Blackfin tuna, more akin to swordfish than its yellowfin brother when cooked, sails in on a pillow of potato puree so creamy and buttery that no human hand could have blended it so well. Red onion and fennel salad finishes the dish.

Sunburst trout dresses in smoky perfection suitable for steak with mushroom ragout, bacon and onions. The mahi-mahi, a more widely seen species that Seaver procures from select renewable populations, was the only entrée that failed to leave me breathless. Smothered by too-sugary sweet-potato mash, the mahi loses its starring role on the plate.

The dessert lineup at Hook, from the hand of former Citronelle pastry chef Heather Chittum, has too many highlights to come second to the entrées. The chocolate tart, dark and decadent, adds a sweeter note with caramel ice cream and a salty one with roasted cashews marching on its crown. My companion was reminded of Ben & Jerry’s famously rich “Chubby Hubby” ice cream gone upscale — in all the right ways.

Chittum’s Nutella-filled donut holes, handmade in a side sauce of bitter chocolate, leave an explosion of textural pleasure on the tongue. Brown butter almond cake reads heavily but tastes ballet-perfect.

The most unique dessert is also the lightest, paper-thin flowers of pineapple carpaccio that complement the dark-roast house coffee. The fruit is joined by a handful of hazelnuts and a scoop of fresh basil ice cream, an astounding finale for an astounding meal.



What you’ll enjoy the most:

The unusual varieties of fish, from wreckfish to amberjack, that break away from the standard salmon, swordfish and snapper. Service is excellent.

What you may dislike:
Be careful of the street lamp outside the second floor window that leaves several unlucky diners squinting into their salad. The lack of specialty cocktails is also disappointing.

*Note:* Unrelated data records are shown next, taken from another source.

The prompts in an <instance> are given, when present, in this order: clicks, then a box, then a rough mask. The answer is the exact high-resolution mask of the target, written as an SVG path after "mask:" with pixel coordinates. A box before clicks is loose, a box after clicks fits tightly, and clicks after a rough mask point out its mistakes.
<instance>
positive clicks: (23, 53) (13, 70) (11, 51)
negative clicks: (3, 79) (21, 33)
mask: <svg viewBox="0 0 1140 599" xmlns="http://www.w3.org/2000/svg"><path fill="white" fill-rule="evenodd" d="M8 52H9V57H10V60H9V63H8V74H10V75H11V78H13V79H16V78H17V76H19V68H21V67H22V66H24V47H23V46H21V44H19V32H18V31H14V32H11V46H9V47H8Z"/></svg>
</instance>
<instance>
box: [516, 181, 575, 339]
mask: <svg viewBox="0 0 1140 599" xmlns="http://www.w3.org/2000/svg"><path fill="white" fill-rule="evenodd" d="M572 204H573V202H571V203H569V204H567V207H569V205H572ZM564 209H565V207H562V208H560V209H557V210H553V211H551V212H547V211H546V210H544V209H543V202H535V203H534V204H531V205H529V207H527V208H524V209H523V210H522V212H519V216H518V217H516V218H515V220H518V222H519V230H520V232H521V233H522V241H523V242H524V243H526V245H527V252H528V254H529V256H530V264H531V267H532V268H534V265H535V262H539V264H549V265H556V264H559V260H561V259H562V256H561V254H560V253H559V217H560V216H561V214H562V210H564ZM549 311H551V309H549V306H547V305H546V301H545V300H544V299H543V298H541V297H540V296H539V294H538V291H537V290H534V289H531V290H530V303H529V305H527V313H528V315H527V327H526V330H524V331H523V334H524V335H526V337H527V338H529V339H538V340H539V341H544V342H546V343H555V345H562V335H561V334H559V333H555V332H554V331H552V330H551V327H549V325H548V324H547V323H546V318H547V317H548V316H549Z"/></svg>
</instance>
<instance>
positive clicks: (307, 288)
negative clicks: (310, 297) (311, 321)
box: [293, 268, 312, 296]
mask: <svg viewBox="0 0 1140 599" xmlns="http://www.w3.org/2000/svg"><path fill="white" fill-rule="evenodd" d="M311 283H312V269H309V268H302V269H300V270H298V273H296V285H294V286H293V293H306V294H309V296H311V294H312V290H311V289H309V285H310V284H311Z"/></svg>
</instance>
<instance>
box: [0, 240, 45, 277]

If you like ________, you’ll love Hook:
Hook takes Oceanaire’s fresh-fish fixation to a higher and hipper level.

Don’t be turned off by:
Hook’s “sustainable seafood” angle. If you crave more information on recipes and the future of fish, it’s available. If you can’t stand fish altogether (but your date loves it), try the steak.

Typical guest:
Any of the capital’s stylish political daughters would be at home here: Cate Edwards, Alexandra Kerry or the Bush twins — whom the Washington Post spotted sharing the country ham a few weeks ago.

3241 M St. NW, 202-625-4488. Open Tue. and Sun. 5-10 p.m., Wed.-Thu. 5-11 p.m., Fri.-Sat.
5 p.m.-midnight; Brunch Sat.-Sun. 10 a.m.-2:30 p.m. Closed Mon. Appetizers $3-$11, entrées $22-28.